Inchiesta dell’edizione romana de La Repubblica: “Medici in fuga dagli ospedali pubblici e le cliniche estere fanno scouting”, titola il quotidiano in prima pagina. Ingaggio da 4.400 euro per neolaureati in Germania. D’Amato: fondi, contratti e assunzioni snelle.

A pagina 2: “Medici: pochi, anziani, in fuga. Così la Sanità perde i migliori”. Attratti dal privato o corteggiati all’estero. Lo scouting tedesco. L’assessore D’Amato “Spesa e ingaggi snelli”.

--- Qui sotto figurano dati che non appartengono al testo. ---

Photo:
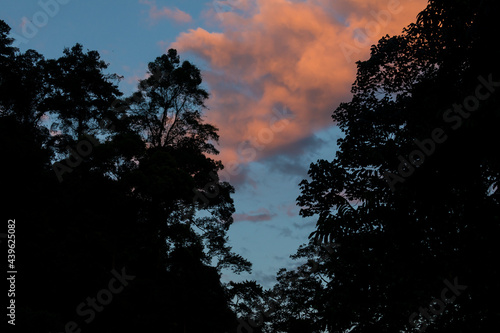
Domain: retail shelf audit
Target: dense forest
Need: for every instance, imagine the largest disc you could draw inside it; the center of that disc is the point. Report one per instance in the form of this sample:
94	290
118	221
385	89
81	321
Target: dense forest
124	220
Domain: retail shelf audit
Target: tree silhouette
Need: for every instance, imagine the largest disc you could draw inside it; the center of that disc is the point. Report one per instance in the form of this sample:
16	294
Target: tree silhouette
407	195
103	185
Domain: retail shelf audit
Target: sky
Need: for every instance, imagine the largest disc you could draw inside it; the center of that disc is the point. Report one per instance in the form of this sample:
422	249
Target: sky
275	70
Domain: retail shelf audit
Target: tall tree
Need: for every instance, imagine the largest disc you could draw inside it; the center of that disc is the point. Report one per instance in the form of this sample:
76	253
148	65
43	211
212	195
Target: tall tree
409	194
100	188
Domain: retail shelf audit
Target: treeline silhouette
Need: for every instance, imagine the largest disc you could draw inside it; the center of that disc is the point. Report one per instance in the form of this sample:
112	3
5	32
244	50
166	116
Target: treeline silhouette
112	238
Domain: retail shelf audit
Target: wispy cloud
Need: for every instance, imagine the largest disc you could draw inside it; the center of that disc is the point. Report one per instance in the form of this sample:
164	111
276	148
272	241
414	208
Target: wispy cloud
289	53
175	14
259	215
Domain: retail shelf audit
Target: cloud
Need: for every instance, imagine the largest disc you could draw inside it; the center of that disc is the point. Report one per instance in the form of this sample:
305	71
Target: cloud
294	54
259	215
156	14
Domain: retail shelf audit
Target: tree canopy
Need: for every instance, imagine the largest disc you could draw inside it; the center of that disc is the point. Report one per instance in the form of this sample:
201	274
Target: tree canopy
103	188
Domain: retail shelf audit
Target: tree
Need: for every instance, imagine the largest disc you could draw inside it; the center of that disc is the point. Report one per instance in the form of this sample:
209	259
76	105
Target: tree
99	185
408	195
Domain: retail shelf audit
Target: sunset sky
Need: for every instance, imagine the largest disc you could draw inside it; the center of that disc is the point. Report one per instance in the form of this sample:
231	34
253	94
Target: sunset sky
275	71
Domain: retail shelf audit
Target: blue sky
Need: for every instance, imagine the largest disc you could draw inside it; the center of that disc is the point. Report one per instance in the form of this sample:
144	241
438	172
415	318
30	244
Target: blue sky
256	57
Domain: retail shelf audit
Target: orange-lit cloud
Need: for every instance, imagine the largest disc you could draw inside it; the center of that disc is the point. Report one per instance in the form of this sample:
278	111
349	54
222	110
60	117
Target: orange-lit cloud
175	14
276	54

È fuga grande verso i centri privati. In Italia e fuori. L’ultimo canto di sirena per i camici bianchi, anche freschi di studi, si leva dalla Germania: un ingaggio a 4.402 euro al mese (700 in più che in Italia), con alloggio pagato e un contratto quinquennale nella clinica Katholisches Krankenhaus di Hagen, città di 188mila abitanti, nella Renania-Westfalia. “Unico requisito per candidarsi”, si legge nell’annuncio, “una laurea in Medicina e Chirurgia, con o senza esperienza”. E “non è richiesta la conoscenza del tedesco”.

“Con un contratto dei medici fermo a dieci anni fa — commenta Alessio D’Amato, assessore regionale alla Sanità — con la spesa per il personale inchiodata al 2014, per di più ridotta dell’1,4%, e con procedure concorsuali farraginose, il Servizio sanitario va alle guerre stellari con l’alabarda. Anche se — precisa D’Amato — dal 2018 al 2020, delle 5mila assunzioni di medici e infermieri, 1.800 sono già un dato di fatto”. Sono per lo più precari di lungo corso, perciò, anche loro, non più giovanissimi.